Kulak misafir oluyorum ister istemez konuşulanlara. Anam babam, “bu nasıl iştir yahu” diyorum içimden. Çok merak ediyorum bu dizinin senaryosunun nasıl yazmışlar. Neye göre bu diziyi çekmişler. İnanın salla gitsin, yerler mi denmiş, kimse bir şeyden anlamaz mı denmiş bilmiyorum!
Hadi biz öyle ya da böyle gazete de haberdi, köşeydi diye kalem oynatırken kırk dereden su getiriyor ve öyle yazıyı kaleme alıyoruz. Kılı kırk yararak işimizi yapıyoruz, amma velakin, bu dizileri yazanların hiçbir şey umurlarında değil ki, “vur abalıya” misali ne konuşma konuşmaya benziyor, ne dizinin konusu bir halta benziyor, oyuncularının rolleri zoraki yapılmış gibi robotvari ve bu diziler oynadıkları akşamları reyting rekoru kırarmış.

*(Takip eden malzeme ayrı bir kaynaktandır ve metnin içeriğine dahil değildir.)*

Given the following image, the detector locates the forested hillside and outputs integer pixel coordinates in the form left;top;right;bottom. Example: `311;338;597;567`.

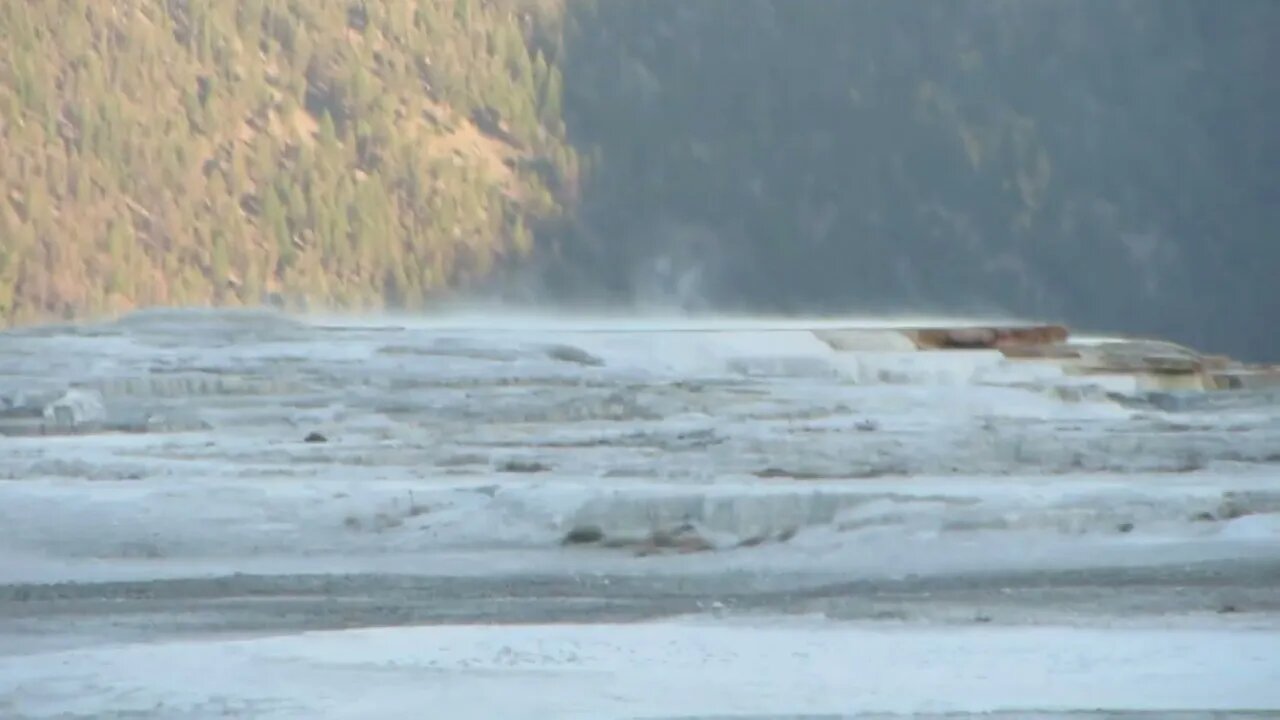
0;0;1280;357
548;0;1280;360
0;0;576;320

Ya ben mi başka gezegenden geldim de buradaki işleri anlamıyorum, yoksa bu insanları mı, başka yerden geldiler de bir uyuşmazlık söz konusu oluyor bilemiyorum. Toplu iğne başı kadar önemli olmayan ne varsa, bizim dizilerde yer alıyor. Sonra gazete bitince, “bu diziyi sabır edip bir izleyeyim” dedim ve afakanlar basmasına rağmen sonuna kadar bekledim. Olay anladığım kadarıyla şu; adam özel bir ekipte görev yapmış ve bunun çocuğunu öldürmüşler ve bu intikam için 35kişiyi öbür dünyaya postalıyor ve inzivaya çekiliyor. Buradan devamla iş, aşka meşke gidiyor falan filan.
Cezaydı, haktı, hukuktu öyle şeyler yok, yani birkaç kişi öldürdüğünüzde inzivaya çekildiniz mi oldu bitti. Bunun adı senaryo, bunun adı dizi, bu ülke ile uzaktan yakından bir bağı yok. Sonra gelsin reytingler. Yer misiniz, yiyoruz her hal!